Is he thinking of claiming ER ?
How much are the shares worth ?
Why can't he use his own CGT allowance ?
The son gets to keep all his dividends and sale of shares money, I assume.
He won't be giving it back to dad.
Definitely want to consider IHT then.Yes the son will get to keep everything.
Otherwise why is the father doing this? Simply because he hates paying tax and would rather give his money away than pay some?
What makes you think the son will qualify for ER?
Dividends in anticipation of a winding-up are added back when determining the £25k threshold for a informal liquidation - on the basis of the facts provided, you will have to go through the formal liquidation process to get CGT treatment.
Best to get some advice as you say.
What makes you think the son will qualify for ER?
I dunno as the OP claimed he would. "He" is ambiguous in his response.
Gifting to a connected person that is not their spouse.
Hmmmmm - https://www.gov.uk/hmrc-internal-manuals/capital-gains-manual/cg14530
Only if both transferor and recipient agree.
Has the son been advised on the implications for him so he is giving that consent in an informed fashion?

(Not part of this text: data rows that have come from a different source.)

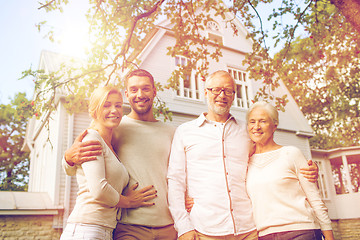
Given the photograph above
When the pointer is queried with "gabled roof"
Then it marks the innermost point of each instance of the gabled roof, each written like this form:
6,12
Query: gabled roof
165,27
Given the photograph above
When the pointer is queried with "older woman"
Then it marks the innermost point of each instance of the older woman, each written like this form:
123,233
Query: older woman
285,204
101,181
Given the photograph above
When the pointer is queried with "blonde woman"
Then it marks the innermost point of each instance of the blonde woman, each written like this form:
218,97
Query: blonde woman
285,205
101,181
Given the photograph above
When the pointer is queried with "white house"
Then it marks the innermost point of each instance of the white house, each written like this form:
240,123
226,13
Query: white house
47,148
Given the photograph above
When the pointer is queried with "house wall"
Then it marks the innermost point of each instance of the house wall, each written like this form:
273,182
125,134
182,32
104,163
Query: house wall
44,173
22,227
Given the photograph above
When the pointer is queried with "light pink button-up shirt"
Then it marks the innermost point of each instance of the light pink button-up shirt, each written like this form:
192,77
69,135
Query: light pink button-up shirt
209,161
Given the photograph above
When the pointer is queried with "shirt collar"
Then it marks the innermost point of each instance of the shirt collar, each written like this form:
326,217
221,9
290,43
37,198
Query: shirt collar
202,119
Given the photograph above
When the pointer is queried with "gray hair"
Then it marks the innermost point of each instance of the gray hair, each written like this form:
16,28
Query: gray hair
270,109
219,73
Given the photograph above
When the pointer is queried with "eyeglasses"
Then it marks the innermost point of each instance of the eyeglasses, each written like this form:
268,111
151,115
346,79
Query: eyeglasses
217,91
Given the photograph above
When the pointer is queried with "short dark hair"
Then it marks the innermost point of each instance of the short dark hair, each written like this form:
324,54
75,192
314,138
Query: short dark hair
140,73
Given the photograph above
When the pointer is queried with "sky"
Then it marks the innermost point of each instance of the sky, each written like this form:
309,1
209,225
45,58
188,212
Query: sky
21,43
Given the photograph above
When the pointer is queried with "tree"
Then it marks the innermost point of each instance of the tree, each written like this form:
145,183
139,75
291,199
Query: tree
14,163
322,71
311,28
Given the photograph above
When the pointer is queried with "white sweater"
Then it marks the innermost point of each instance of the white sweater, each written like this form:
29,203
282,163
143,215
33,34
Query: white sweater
100,185
282,199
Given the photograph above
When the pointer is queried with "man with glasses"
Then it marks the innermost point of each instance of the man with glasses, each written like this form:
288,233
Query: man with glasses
208,163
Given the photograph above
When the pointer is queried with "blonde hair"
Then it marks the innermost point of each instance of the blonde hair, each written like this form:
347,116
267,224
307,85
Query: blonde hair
98,98
270,110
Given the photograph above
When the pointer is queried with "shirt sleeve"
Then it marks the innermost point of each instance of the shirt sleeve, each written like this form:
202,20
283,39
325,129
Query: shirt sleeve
69,170
98,185
312,192
177,185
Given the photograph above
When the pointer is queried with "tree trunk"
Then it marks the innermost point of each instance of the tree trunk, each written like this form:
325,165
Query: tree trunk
351,10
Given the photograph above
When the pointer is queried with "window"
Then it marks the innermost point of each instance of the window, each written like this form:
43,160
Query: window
242,92
321,180
339,174
354,171
188,84
214,33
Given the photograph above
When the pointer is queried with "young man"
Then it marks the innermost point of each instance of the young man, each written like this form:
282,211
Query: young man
208,162
143,146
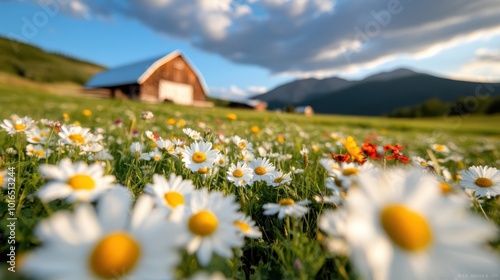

You might also want to consider the IHT effects, since this is also passing some of father's estate to his son.
I don't have a great deal of experience with CGT so conscious of providing incorrect info which may come back to bite the client.
You need to pass on the client to someone with sufficient knowledge. Don't try to do it yourself. It won't come back to bite your client; it'll come back to bite you - and your PII may not pay out if you have been advising outside your knowledge/experience.
I agree with Accountant A. There's companies out there that specialise in CGT and only charge your client if they are successful in reducing the CGT bill. Their fees aren't extortionate and they will be best suited to help your client if you don't have the necessary experience/knowledge. In my experience, clients are more than happy to be referred to a specialist in a situation like this if it will ultimately reduce their tax bill and ensure they are receiving the most relevant advice.
You don’t need to be a CGT expert to read the rules on entrepreneur’s relief. The son clearly doesn’t meet the conditions but the rate is still 10% if the gains over the allowance fall into the basic rate band.
But see Adam12345’s post - what you propose doesn’t work since the reserves exceed £25k.